Autor: AP Adam Kszczot

MŚ w lekkoatletyce: Adam Kszczot czeka na górski strzał

2017-08-06 0:16

Cała trójka polskich biegaczy przeszła w londyńskich MŚ do półfinałów na dystansie 800 metrów. Marcin Lewandowski (30 l.) zajął w swojej serii czwarte miejsce, ale uzyskał najlepszy czas z Polaków (1.46,17 min.) i ten czas, czternasty w przedbiegach, dał mu awans. 22-letni Michał Rozmys, brązowy medalista niedawnych ME U23, był w swojej serii drugi, ale z gorszym czasem – 1.47,09. Premiowaną z góry trzecia lokatę zajął w innej serii Adam Kszczot – 1.47,36.

- Czuję w sobie „strzał” po górach. Są bardzo dobre parametry krwi, przybyło wiele czerwonych krwinek – mówił z satysfakcją Adam Kszczot (RKS Łódź), który do Londynu przyjechał po zgrupowaniu w Zakopanem. Ale tak naprawdę nie chodziło mu o ostatnie treningi przed czempionatem, lecz wcześniejsze 7 dni spędzone w pokoju hipoksyjnym (o obniżonym ciśnieniu) w hotelu zakopiańskiego COS. - Miałem siedem dni jakby na wysokości trzech tysięcy metrów – wyjawił. - A od początku roku tej hipoksji miałem znacznie więcej.
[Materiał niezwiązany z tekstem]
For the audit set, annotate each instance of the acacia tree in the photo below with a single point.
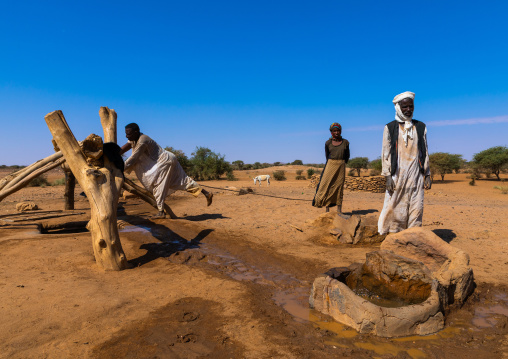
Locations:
(208, 165)
(492, 159)
(443, 163)
(238, 164)
(358, 163)
(181, 157)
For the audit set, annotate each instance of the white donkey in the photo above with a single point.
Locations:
(262, 178)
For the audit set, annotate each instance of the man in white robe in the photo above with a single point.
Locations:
(157, 169)
(405, 160)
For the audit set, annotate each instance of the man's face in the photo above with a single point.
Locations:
(407, 107)
(131, 134)
(335, 132)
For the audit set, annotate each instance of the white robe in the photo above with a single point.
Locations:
(404, 207)
(158, 170)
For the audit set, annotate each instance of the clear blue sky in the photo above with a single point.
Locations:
(254, 80)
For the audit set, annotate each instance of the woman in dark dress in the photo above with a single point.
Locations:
(330, 189)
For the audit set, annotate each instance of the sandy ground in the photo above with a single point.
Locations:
(232, 280)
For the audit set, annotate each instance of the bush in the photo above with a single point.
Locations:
(376, 165)
(231, 176)
(207, 165)
(238, 165)
(279, 175)
(443, 163)
(58, 182)
(492, 160)
(503, 189)
(40, 181)
(358, 163)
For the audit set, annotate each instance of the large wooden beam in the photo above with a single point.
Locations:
(23, 179)
(102, 187)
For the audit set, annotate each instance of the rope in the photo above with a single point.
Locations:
(258, 194)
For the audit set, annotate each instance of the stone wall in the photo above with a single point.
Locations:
(376, 184)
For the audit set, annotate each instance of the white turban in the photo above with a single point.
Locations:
(402, 96)
(399, 116)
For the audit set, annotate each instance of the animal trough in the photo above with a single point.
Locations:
(394, 294)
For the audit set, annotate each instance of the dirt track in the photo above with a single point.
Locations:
(232, 280)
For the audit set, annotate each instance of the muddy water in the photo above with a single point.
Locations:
(464, 333)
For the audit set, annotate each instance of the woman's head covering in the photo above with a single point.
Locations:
(335, 124)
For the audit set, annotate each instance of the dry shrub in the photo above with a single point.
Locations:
(279, 175)
(40, 181)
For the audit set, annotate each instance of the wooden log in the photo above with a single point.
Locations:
(24, 179)
(14, 178)
(146, 196)
(102, 187)
(70, 185)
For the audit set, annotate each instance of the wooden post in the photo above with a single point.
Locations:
(70, 185)
(102, 187)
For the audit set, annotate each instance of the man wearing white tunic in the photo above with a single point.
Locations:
(158, 170)
(405, 160)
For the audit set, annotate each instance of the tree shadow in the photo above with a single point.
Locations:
(446, 235)
(204, 217)
(170, 243)
(363, 212)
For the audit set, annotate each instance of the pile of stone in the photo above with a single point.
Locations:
(375, 184)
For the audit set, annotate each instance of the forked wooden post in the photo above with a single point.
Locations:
(102, 187)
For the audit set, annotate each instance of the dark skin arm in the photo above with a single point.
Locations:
(125, 148)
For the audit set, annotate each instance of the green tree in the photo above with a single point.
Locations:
(493, 159)
(376, 165)
(238, 164)
(181, 157)
(358, 163)
(443, 163)
(208, 165)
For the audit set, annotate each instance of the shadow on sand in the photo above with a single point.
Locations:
(446, 235)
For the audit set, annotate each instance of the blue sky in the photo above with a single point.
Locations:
(254, 80)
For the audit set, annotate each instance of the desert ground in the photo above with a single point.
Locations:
(232, 280)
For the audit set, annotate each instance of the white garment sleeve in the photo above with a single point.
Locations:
(386, 157)
(426, 166)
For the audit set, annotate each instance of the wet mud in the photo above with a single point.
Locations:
(280, 292)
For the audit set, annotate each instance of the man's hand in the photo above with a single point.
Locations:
(427, 182)
(390, 185)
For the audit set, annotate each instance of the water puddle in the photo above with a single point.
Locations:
(293, 295)
(142, 229)
(383, 302)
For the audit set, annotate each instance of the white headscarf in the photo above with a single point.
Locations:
(401, 118)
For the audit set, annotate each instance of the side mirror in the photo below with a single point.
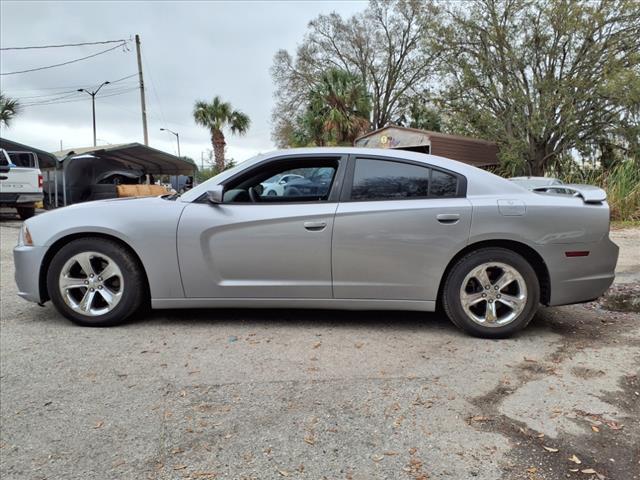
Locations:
(216, 194)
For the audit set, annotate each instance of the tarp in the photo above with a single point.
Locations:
(136, 156)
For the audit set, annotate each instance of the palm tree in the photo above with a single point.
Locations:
(215, 116)
(9, 108)
(342, 105)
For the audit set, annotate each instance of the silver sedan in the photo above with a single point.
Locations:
(363, 229)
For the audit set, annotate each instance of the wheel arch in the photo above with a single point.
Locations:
(62, 241)
(530, 255)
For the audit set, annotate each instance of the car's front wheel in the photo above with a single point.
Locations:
(491, 293)
(95, 282)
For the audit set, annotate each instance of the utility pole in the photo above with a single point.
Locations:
(177, 137)
(93, 106)
(143, 104)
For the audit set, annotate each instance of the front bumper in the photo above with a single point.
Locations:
(27, 261)
(580, 279)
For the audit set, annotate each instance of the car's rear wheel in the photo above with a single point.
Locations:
(95, 282)
(491, 293)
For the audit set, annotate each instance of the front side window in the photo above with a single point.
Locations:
(294, 180)
(386, 180)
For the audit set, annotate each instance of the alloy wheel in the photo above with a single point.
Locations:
(493, 294)
(91, 283)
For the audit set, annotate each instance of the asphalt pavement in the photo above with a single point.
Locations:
(233, 394)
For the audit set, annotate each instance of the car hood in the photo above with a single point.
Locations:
(120, 217)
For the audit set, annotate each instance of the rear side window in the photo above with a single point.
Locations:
(383, 180)
(388, 180)
(443, 184)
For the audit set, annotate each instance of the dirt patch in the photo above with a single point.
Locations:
(624, 297)
(610, 449)
(586, 373)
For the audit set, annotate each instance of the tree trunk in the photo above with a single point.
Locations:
(537, 161)
(218, 142)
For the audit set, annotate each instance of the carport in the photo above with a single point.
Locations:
(76, 175)
(472, 151)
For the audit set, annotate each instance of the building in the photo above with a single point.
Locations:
(472, 151)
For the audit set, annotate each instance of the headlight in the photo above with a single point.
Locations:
(24, 237)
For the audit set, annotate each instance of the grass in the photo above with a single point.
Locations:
(622, 184)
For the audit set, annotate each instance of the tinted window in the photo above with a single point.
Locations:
(443, 184)
(380, 180)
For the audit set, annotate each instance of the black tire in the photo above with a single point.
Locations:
(133, 287)
(26, 212)
(452, 302)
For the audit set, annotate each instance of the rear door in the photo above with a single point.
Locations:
(397, 226)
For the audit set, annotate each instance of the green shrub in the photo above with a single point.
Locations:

W Londynie nie startuje mający problemy zdrowotne rekordzista świata, mistrz olimpijski i mistrz świata, Kenijczyk David Rudisha (29 l.). - Jego brak nie ma znaczenia. Trzeba grać takimi kartami, jakie się samemu posiada – stwierdził łodzianin. - A ja przyjmuję „na klatę” każdy rodzaj taktyki, jaką zastosują rywale. Od pewnego czasu Kszczot nosi dość długi zarost. Ostatnio golił się trzy dni przed startem. - Robiłem to trymerem, a potem przez pół dnia wypluwałem włosy – zaśmiał się wicemistrz świata. - Ale teraz ta długość wytrzyma ze dwa tygodnie.